CFO David Zinsner blamed insufficient supply for the weak outlook. He told CNBC the company lacks the production capacity to handle seasonal demand. Supply should increase in the second quarter, he added.
CEO Lip-Bu Tan discussed manufacturing challenges on the earnings call. Production yields haven’t reached acceptable levels. “Our yields are in line with our internal plans,” Tan said. “They are still below what I want them to be.”
Demand Outpaces Production Capacity
Intel grapples with a problem most struggling companies would envy. It can’t manufacture chips fast enough to satisfy orders. The shortage hits hardest with server processors for AI data centers.
The company maxes out its factory capacity but still falls short. Intel leaves money on the table as profitable orders go unfilled. “In the short term, I’m disappointed that we are not able to fully meet the demand in our markets,” Tan told analysts.
The bottleneck centers on Intel’s 18A production process. The company started delivering Panther Lake PC chips made with this technology. But quality yields remain problematic.
Reports suggest only a fraction of 18A chips pass quality checks. Poor yields hurt margins. Tan said yields get better monthly but haven’t hit targets.
Data Center and AI sales hit $4.7 billion for the quarter, up 9% from last year. Client Computing Group sales dropped 7% to $8.2 billion as laptop demand softened.
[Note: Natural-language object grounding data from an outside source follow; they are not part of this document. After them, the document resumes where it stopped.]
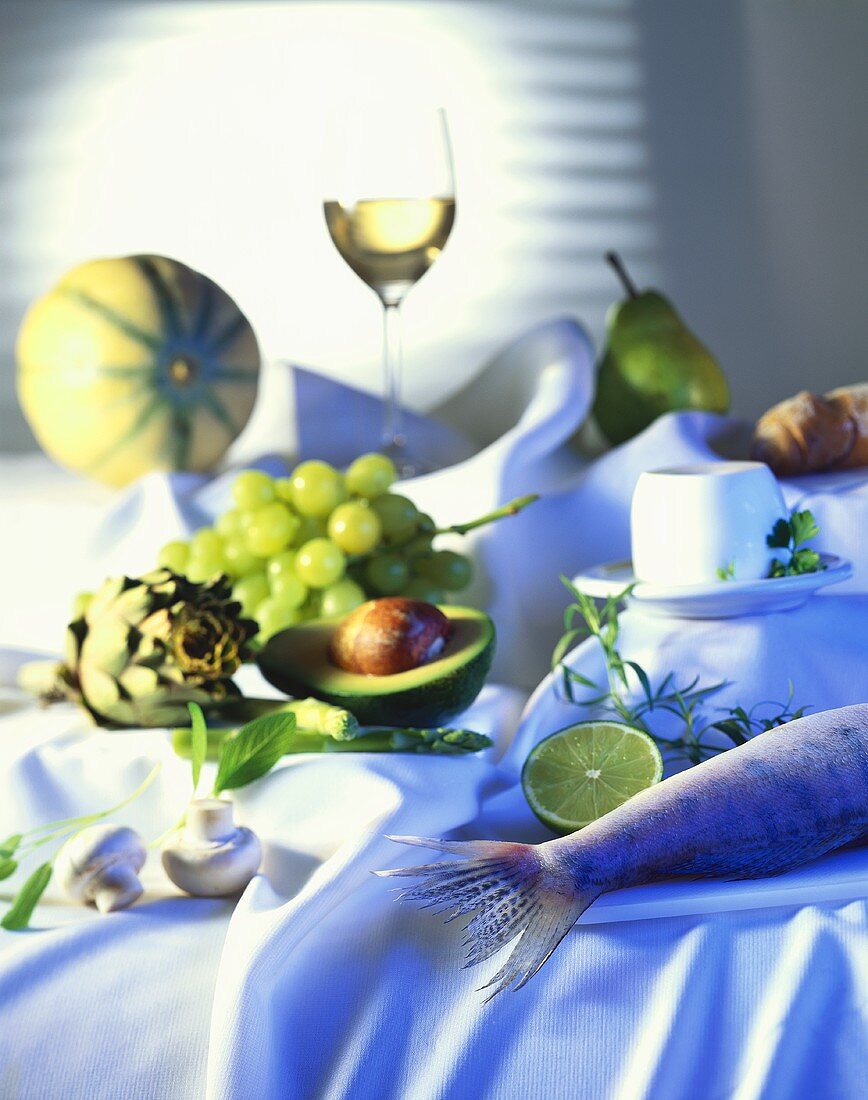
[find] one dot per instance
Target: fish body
(782, 799)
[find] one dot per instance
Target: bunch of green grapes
(319, 543)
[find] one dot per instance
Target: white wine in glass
(389, 213)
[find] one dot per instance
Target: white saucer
(717, 600)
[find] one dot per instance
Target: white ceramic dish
(717, 600)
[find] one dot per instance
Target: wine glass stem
(393, 435)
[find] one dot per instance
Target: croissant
(810, 432)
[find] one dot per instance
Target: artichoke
(146, 647)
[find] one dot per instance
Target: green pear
(651, 364)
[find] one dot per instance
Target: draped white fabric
(316, 982)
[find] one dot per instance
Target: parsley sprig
(792, 535)
(630, 696)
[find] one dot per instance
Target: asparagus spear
(311, 714)
(442, 740)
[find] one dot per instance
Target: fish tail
(511, 889)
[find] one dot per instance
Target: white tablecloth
(316, 983)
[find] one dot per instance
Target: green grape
(310, 527)
(271, 529)
(250, 592)
(312, 606)
(371, 475)
(174, 556)
(319, 563)
(354, 527)
(425, 524)
(397, 516)
(284, 581)
(230, 524)
(341, 598)
(204, 567)
(418, 587)
(273, 616)
(281, 564)
(447, 569)
(81, 603)
(283, 488)
(239, 559)
(317, 488)
(386, 574)
(252, 490)
(288, 589)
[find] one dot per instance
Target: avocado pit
(387, 636)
Intel posted a net loss of $600 million, or 12 cents per diluted share. That compares to a $100 million loss in the same quarter last year.
Next-Generation Technology Plans
Zinsner said Intel holds off on major 14A manufacturing investments while waiting for a significant customer commitment. Two potential clients are reviewing the technology now.
The company expects decisions on 14A adoption by the second half of this year. Investors can track capital expenditure spikes to identify new customer wins, Zinsner noted.
Intel’s foundry operations brought in $4.5 billion during the quarter. That figure includes chips made for internal use. Tan said the company works aggressively to expand 18A production.
The chipmaker closed its $5 billion stock sale to Nvidia in the quarter. SoftBank invested $2 billion and the U.S. government also bought a stake last year.
Zinsner told Reuters that major cloud companies got blindsided by AI demand. They scrambled to replace aging chips with network performance problems. Intel faces delays when shifting production between chip types.
Global memory chip shortages pushed prices higher and made PCs more expensive. Zinsner expects the tightest supply in Q1 with improvements coming in Q2.
Intel stock rallied 147% over the past year on hopes for its foundry business and new technologies. Shares climbed 84% in 2025 alone, crushing the semiconductor index’s 42% advance.
Zinsner told CNBC that Intel’s capital expenditure will likely hold steady instead of declining as previously anticipated.